We are aware of cases in this state holding that since there is a presumption in favor of the validity of a sentence under Code § 38-114, especially where based on a plea of guilty, the burden of overcoming this is upon the prisoner. See, e. g., Dutton v. Parker, 222 Ga. 532 (150 SE2d 833); Sharpe v. Smith, 225 Ga. 52 (6) (165 SE2d 656). However, this presumption can no longer be indulged with the advent of the Boykin case, 395 U.S. 238, supra.

The application which we make here of that decision is prospective, since it was decided in 1969 and the sentencing complained of took place in 1970. The rule in that case is not to be given retroactive application. Hughes v. Rundle, 419 F2d 116, 118 (3); Fear v. Commonwealth of Pennsylvania, 423 F2d 55 (1); Del Piano v. United States, 427 F2d 1156; Rogers v. Adams, 435 F2d 1372.

In Laidler v. Smith, 227 Ga. 759, we pointed out that the Boykin case, 395 U.S. 238, was not applicable there since it is not to be given retroactive effect. Also we held there that the trial judge's failure to question the defendant was harmless and not erroneous because the evidence authorized the finding that the plea was in fact voluntarily and knowingly entered.

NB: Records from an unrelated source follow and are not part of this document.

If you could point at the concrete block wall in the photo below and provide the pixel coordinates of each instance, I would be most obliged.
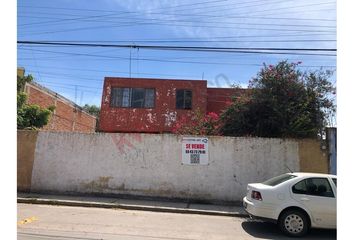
(66, 116)
(151, 164)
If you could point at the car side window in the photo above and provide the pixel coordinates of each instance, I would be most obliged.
(313, 186)
(335, 181)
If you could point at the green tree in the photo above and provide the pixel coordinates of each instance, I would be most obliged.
(30, 116)
(92, 109)
(282, 102)
(197, 123)
(95, 111)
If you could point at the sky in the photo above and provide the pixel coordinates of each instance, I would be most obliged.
(78, 72)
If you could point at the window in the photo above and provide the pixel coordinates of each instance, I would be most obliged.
(133, 97)
(279, 179)
(335, 181)
(184, 99)
(314, 186)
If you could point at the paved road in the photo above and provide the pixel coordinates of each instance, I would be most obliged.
(44, 222)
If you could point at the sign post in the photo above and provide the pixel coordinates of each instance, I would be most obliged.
(195, 151)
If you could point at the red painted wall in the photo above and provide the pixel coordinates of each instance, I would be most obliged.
(162, 117)
(157, 119)
(66, 117)
(220, 98)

However, in the case at bar there is no affirmative showing that the pleas of guilty were entered intelligently and voluntarily.

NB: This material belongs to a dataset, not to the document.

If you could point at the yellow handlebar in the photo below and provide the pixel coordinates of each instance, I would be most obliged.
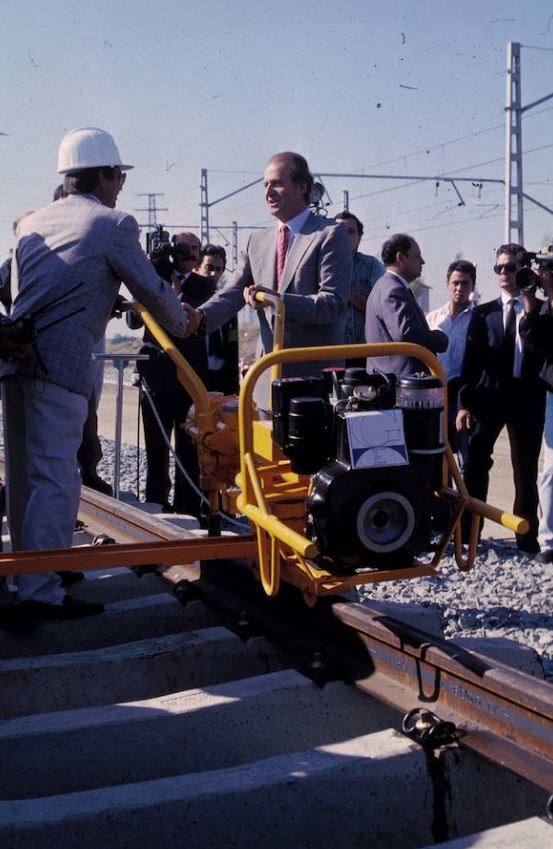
(278, 329)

Indeed, the only evidence, that of the petitioner, is to the contrary, as may be seen from the following testimony given on the habeas corpus hearing. "Q. All right, Mr. Purvis, I want you to explain to us how it came about ... that you entered two pleas of guilty on the indictments. A. Well, I had been there seven days on the peace warrant. They wouldn't give me a hearing, and I had to get to see somebody, and they said they'd do something about the peace warrant if I'd come in and see the judge. The solicitor, I believe *768 he'll testify that he told me he would do something about the peace warrant. Q. He said he would do something about the peace warrant? A. That's right. Q. If you'd do what? A. If I would come in before the judge here. Q. And if you'd go ahead and sign those two pleas of guilty? Is that right? A. That's what it amounted to."

Furthermore, the recitals incorporated in the habeas corpus judgment, of course, do not satisfy the requirements of the Boykin case, 395 U.S. 238, supra, as to the necessity for an affirmative showing that the pleas were entered intelligently and voluntarily. The mere recital there by the habeas corpus judge, who had also been the sentencing judge, that prior to sentence he "explained his rights" to the petitioner is not in compliance with the duty laid down in the Boykin case and contemplated in Rule 11 of the Federal Rules of Criminal Procedure, supra. Such recital by him cannot be considered as evidence in the habeas corpus hearing over which he was presiding.

In view of the foregoing, we conclude that since the pleas were not shown to have been intelligently and voluntarily entered, the sentences under which the petitioner is serving are invalid and therefore his detention is unlawful. Accordingly, the judgment remanding him to custody is reversed with direction that the pleas of guilty and sentences be vacated and that further proceedings be not inconsistent with this opinion.

Judgment reversed with direction. All the Justices concur.